"Warming Ms. Adams," Hope Gangloff 2011. courtesy <http://www.hopegangloff.com>
Hope Gangloff’s fourth solo show at Susan Inglett Gallery features seven large paintings. Gangloff’s work boasts exaggerated proportions and excellent line quality, no doubt a result of her work as an illustrator. Her figures have ivory skin and blue-black locks; she warms their complexion with ruby lips and touches of red and pick ruddiness. Gangloff’s obsession with the decorative and love affair with color brings to mind the work of Art Nouveau artists, particularly the patterning of Gustav Klimpt and angular figures of Egon Schiele.

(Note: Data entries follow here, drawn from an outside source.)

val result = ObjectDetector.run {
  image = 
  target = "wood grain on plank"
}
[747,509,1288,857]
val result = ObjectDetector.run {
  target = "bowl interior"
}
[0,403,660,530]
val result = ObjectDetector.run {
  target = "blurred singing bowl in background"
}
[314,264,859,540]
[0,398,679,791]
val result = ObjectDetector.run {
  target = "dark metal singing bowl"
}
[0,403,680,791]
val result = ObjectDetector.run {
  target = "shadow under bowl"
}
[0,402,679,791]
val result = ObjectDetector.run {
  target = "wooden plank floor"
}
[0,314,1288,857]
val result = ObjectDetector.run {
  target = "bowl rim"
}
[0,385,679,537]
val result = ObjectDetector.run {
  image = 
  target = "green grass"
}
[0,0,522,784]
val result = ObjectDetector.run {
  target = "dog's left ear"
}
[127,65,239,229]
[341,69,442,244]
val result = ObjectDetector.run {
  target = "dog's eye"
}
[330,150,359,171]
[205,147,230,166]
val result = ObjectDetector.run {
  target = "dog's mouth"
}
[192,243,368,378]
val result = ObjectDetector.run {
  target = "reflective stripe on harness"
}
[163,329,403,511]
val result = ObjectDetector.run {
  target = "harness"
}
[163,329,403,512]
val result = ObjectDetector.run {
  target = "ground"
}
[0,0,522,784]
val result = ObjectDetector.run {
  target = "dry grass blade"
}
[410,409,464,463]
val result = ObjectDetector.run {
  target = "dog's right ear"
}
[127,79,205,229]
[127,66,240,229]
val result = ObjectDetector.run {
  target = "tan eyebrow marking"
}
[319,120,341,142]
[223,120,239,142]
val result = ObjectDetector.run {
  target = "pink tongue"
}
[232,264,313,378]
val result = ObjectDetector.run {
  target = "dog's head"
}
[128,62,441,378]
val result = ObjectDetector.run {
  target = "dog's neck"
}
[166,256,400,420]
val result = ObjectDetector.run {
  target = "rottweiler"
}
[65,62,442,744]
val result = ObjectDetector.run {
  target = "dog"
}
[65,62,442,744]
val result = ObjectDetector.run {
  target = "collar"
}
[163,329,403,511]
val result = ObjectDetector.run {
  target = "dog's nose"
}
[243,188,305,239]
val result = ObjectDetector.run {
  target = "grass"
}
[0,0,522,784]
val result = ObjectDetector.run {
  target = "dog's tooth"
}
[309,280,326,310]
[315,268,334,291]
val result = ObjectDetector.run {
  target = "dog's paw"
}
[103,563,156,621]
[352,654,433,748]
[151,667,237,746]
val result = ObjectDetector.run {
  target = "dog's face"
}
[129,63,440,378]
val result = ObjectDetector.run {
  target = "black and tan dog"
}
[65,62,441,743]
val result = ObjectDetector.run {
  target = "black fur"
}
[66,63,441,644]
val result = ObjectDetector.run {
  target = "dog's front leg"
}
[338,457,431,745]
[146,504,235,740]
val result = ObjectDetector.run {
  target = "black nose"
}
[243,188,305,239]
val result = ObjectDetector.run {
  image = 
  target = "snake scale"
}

"Lands End," Hope Gangloff 2011. courtesy <http://www.hopegangloff.com>
Gangloff’s current show at Susan Inglett Gallery seem surface at first. Seductive and well-painted, but a surface none the less. In Gangloff’s Lands End, a shaggy, twenty-something man melancholy drinks a beer in an Adirondack chair. In Warming Ms. Adams, A greasy-haired young woman leans on a footrest, her dress askew, revealing a peek of leg at the top of her stocking.
Gangloff’s figures are dressed in hip, vintage clothes. In Gangloff’s work setting is as important as figure, rooms filled with Salvation Army finds, bottles of booze, and packs of cigarettes. She displays moments from a Williamsburg-style life, and at first glance one may cringed at the work’s unabashed trendiness.
But Hope Gangloff’s paintings are so much more.
Gangloff is a mirror of the fractured world of many young adults in the form of psychologically heavy portraits. “The Great Recession” has left many jobless and seeking new paths. Gangloff represents this unwanted idle to a T. Her figures are languorous, painting them smoking and drinking, reading and painting.
"Freelancer (Mikey Hernandez)," Hope Gangloff 2011. courtesy <http://www.hopegangloff.com>
In Freelancer (Mikey Hernandez) a young man sits in a claw foot bathtub reading through a pile of newspapers, books, and magazines. Gangloff’s title “Freelancer” pointedly contextualizes the piece. Though “Mikey” soaks in the tub, Gangloff’s rendering portrays him not as leisurely and lazy, but as restless. The white top of the tub awkwardly encircles his long frame; the tub’s claw feet stand immobile.
Hope Gangloff has a concurrent solo exhibition at The Aldrich Contemporary Art Museum in Ridgefield, Connecticut entitled Love Letters open through June 5th, 2011.